A - Roadshows are pretty neat. We do sell to Sam’s Club and it’s on the shelf, but with Sam’s Club it’s kind of like a tour since Sam’s Club doesn’t want to inundate their shelves with anything but my pasta sauce because we have so many flavors. They allow us to have those real cool trunk show events where we can sell the product and like mix and match any two or mix-and-match any three. We get to travel the entire country and we hire sales reps and they set up 3 six foot tables and banner stands signs, promo bags. The product comes in, all the flavors, crockpot, fresh bread, or to your chips for our sauces and our barbecue sauce. It’s like an all-day event. It’s really cool. So customers are able to try them and buy them right then and there. It’s just a really great way to support the in-line items that are already on the shelf. It’s a great way to support your brand.
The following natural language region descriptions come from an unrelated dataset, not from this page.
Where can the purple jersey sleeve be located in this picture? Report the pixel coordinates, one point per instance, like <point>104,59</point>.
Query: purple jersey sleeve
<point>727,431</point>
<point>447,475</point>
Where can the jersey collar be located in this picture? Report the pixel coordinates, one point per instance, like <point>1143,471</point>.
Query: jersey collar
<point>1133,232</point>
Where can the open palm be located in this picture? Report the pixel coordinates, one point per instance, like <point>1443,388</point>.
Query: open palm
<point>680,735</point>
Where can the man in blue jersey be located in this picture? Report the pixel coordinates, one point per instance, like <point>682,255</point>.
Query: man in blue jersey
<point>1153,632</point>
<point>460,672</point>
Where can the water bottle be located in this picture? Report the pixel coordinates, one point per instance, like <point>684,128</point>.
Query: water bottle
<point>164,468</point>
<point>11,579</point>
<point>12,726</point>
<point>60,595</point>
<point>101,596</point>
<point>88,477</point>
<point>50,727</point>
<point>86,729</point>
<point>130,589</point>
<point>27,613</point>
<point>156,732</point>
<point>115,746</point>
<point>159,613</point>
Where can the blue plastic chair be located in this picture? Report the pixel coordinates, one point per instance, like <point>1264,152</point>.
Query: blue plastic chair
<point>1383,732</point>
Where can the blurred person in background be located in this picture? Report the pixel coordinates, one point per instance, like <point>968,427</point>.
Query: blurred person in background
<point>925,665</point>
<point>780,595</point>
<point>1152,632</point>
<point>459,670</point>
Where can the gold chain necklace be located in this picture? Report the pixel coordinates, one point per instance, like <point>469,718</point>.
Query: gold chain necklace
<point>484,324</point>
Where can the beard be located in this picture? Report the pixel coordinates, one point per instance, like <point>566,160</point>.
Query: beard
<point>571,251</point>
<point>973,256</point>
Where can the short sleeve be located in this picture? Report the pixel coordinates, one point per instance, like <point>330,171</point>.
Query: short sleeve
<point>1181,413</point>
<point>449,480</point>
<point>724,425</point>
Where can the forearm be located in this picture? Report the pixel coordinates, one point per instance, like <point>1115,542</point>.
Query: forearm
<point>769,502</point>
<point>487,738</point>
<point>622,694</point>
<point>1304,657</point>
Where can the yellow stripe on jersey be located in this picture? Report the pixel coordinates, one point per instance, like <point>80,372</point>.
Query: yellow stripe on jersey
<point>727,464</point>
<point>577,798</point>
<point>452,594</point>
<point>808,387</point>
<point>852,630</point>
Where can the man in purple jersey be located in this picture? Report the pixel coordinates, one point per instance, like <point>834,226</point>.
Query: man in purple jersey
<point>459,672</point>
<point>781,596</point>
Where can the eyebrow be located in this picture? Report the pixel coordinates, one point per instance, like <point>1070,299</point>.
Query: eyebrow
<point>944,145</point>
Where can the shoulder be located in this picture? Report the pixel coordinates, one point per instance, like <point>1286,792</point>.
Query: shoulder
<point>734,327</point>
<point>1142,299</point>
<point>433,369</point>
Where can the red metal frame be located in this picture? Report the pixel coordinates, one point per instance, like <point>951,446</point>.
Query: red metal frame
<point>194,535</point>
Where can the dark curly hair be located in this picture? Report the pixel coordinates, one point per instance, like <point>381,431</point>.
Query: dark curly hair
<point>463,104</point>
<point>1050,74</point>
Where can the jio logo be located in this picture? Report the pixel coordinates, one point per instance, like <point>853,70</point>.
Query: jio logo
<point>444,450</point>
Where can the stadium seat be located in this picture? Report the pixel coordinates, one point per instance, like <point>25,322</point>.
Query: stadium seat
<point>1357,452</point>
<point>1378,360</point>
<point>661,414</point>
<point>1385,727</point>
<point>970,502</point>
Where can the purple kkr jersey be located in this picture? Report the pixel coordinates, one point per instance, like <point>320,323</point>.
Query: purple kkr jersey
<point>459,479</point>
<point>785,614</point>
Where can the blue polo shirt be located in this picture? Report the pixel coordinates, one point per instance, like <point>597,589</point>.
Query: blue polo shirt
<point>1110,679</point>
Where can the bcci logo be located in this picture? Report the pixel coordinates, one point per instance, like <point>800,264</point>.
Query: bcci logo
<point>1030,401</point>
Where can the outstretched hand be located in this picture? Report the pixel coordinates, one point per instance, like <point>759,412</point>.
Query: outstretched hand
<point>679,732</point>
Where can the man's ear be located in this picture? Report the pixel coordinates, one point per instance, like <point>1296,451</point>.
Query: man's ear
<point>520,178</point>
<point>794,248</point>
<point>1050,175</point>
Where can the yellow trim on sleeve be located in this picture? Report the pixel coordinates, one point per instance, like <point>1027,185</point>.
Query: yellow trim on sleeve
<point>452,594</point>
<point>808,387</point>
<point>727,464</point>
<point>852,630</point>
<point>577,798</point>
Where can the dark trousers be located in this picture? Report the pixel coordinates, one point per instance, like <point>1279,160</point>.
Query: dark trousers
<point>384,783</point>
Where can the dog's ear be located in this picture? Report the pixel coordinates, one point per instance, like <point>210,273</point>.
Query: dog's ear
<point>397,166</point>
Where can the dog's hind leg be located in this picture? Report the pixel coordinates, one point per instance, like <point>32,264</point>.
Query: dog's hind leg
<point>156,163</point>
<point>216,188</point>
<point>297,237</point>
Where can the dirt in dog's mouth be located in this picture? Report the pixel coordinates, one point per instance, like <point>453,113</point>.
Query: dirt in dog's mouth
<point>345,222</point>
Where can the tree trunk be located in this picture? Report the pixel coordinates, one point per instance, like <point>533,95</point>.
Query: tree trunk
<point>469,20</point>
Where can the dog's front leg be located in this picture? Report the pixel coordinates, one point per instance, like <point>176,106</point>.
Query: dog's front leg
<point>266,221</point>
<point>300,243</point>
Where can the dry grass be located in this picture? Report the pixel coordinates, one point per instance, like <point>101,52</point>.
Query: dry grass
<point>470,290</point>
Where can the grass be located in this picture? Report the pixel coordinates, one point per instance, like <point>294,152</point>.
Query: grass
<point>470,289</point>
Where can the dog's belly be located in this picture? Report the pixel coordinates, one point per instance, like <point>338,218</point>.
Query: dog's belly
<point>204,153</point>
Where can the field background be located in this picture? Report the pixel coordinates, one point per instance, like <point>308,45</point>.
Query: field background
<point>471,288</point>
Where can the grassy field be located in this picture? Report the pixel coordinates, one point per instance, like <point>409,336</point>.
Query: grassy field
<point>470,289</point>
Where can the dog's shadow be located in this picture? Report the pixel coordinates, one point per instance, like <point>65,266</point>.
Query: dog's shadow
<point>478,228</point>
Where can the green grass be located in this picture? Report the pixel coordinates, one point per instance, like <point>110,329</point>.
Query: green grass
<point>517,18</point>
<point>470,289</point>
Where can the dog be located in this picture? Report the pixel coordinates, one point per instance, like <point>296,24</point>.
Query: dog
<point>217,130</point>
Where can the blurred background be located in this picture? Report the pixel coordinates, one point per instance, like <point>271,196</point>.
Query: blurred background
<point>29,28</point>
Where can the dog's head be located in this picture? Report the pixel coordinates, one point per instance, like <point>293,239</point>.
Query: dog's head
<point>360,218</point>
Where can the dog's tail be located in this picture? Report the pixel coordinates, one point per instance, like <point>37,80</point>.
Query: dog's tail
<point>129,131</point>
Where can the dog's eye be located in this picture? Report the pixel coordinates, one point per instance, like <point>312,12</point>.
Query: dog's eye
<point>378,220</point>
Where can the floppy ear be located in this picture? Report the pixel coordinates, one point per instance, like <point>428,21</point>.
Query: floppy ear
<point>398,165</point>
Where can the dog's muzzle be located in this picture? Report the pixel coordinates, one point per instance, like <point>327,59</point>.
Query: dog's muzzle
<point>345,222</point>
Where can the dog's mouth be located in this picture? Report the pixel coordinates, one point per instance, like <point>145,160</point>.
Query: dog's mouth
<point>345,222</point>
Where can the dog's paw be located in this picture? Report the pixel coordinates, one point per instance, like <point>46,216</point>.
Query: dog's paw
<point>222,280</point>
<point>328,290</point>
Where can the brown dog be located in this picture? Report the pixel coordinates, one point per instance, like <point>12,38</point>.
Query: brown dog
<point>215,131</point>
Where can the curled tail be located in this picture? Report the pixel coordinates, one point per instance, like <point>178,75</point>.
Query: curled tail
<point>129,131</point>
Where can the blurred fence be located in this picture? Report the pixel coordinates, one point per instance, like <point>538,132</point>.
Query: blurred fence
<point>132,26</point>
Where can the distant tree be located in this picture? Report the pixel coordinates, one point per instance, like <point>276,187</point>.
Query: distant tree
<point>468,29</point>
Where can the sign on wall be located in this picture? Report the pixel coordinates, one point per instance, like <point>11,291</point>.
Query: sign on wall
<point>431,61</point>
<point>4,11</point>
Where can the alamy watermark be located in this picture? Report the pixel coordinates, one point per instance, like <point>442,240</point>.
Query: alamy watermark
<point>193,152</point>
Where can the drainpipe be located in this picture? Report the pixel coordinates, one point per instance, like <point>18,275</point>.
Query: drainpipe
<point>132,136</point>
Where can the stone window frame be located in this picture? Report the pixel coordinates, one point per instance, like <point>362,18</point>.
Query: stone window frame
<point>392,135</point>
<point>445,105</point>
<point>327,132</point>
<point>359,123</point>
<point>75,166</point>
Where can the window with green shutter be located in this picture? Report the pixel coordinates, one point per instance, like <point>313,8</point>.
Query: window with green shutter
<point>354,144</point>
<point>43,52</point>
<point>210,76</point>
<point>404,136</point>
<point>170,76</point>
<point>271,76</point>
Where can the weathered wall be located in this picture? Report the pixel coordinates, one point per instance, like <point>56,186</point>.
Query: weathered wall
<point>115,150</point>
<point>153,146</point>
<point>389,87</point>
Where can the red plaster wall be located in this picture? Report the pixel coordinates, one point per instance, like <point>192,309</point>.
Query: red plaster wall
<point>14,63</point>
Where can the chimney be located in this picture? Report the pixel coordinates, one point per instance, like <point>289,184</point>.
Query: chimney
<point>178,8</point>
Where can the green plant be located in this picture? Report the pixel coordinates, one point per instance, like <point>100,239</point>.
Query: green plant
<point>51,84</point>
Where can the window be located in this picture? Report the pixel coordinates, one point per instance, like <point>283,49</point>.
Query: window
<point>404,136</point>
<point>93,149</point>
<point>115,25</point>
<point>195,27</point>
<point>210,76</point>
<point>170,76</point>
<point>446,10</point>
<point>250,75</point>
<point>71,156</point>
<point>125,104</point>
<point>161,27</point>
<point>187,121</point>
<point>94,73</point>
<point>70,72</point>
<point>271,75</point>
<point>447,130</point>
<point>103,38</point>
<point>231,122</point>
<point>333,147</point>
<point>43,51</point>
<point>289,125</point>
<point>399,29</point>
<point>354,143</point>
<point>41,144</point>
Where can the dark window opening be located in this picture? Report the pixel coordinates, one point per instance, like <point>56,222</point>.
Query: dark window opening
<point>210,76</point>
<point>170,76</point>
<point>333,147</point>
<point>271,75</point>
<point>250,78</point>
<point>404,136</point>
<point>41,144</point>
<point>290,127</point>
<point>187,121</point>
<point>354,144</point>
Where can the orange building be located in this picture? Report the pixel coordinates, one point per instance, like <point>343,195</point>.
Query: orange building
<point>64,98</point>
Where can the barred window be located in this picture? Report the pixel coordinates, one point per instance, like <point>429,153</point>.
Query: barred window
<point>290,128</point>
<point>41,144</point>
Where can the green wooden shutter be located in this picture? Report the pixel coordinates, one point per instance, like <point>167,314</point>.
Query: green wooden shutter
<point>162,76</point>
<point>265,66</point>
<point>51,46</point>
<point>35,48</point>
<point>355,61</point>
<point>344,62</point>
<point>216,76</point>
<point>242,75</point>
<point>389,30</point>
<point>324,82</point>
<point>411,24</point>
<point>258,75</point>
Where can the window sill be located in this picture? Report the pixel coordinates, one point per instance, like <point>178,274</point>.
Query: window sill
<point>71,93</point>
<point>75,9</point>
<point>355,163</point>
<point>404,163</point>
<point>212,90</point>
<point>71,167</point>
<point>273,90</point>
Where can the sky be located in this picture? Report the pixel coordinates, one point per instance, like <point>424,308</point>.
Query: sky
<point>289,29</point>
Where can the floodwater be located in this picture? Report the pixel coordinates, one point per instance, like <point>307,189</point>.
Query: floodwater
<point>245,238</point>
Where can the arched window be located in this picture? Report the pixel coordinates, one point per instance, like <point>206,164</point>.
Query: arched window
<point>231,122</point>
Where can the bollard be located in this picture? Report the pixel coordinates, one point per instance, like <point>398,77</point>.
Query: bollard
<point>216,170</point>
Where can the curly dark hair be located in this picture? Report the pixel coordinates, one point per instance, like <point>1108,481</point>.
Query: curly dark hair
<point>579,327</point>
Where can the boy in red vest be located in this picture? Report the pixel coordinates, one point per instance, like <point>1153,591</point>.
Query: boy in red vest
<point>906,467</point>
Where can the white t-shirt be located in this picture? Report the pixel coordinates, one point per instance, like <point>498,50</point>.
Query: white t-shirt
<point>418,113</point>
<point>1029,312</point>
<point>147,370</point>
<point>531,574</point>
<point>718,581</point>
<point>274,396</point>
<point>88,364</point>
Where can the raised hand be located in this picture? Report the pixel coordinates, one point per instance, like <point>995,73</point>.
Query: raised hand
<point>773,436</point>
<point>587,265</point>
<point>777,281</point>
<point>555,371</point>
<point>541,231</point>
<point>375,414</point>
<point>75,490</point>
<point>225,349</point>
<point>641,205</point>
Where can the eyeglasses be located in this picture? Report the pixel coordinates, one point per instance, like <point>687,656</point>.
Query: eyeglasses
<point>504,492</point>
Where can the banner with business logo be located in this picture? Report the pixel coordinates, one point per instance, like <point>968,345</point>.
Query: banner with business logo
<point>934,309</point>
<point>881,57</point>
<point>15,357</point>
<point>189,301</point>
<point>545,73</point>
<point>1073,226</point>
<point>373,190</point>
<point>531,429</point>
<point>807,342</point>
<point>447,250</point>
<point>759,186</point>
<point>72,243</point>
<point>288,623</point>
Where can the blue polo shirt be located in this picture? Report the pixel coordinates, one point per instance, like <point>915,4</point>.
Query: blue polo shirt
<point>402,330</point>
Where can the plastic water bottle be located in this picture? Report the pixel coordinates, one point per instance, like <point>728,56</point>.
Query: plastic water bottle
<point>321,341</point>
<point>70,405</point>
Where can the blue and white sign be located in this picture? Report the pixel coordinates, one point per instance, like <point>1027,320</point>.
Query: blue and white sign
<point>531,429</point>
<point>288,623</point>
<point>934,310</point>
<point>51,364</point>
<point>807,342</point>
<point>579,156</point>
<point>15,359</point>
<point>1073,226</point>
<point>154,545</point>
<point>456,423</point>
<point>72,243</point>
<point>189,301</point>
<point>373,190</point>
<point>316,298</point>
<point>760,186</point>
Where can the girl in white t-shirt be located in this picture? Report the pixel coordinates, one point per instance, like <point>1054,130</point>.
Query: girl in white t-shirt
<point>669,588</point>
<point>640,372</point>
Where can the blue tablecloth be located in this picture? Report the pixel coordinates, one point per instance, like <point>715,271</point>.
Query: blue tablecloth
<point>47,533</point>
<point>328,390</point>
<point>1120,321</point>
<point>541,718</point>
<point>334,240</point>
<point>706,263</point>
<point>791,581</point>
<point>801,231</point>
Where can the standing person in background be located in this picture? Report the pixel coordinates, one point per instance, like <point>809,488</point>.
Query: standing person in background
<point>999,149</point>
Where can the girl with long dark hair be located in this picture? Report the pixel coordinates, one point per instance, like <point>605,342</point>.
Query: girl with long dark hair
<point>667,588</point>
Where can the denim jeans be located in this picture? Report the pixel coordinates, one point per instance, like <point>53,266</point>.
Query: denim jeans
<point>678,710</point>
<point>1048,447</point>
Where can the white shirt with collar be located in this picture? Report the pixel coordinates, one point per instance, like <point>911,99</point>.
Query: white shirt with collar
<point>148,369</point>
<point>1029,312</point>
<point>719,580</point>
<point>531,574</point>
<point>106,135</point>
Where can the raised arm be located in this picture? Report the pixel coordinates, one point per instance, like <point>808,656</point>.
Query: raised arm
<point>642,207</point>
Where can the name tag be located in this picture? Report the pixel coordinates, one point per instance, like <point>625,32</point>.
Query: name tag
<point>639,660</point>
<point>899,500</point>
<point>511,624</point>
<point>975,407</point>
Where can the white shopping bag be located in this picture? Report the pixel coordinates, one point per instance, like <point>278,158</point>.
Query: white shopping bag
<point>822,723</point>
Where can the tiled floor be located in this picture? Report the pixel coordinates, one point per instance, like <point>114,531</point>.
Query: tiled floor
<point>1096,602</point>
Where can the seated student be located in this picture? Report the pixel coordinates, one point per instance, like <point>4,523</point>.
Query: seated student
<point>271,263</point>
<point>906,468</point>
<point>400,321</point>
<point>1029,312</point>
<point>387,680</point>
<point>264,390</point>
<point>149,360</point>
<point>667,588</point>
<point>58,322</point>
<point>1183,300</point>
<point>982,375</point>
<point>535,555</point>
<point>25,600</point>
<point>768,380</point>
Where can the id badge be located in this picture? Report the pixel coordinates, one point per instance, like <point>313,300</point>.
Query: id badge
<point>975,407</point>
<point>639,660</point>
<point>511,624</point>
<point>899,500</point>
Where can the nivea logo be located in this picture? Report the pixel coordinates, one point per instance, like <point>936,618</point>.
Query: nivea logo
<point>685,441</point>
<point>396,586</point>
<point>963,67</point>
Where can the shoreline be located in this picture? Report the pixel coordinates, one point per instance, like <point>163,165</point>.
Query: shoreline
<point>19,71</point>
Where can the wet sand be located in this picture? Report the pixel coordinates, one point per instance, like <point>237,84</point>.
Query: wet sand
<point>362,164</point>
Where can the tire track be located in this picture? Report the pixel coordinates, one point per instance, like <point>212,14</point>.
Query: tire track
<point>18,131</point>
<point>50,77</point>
Q - Now I understand why you have to put in those 90 hour weeks.
A - Oh yeah. It’s the love of the game. I’m already passed the commerce part of it. I love the fact that when we get the messages from the customers on the hotline on the back of the jar it’s really them. It’s the emails, it’s the wow! Oh my God! I’ve never had anything this good. It’s so amazing! When you hear feedback like that all the way up from Massachusetts down to Florida and West Coast Florida, East Coast Florida and then the West Coast California. We also have a couple of reps out that way as well. It’s just mind blowing. That’s what keeps my candlelit. Every day feels like it’s the first day. It never gets old. It never gets stale.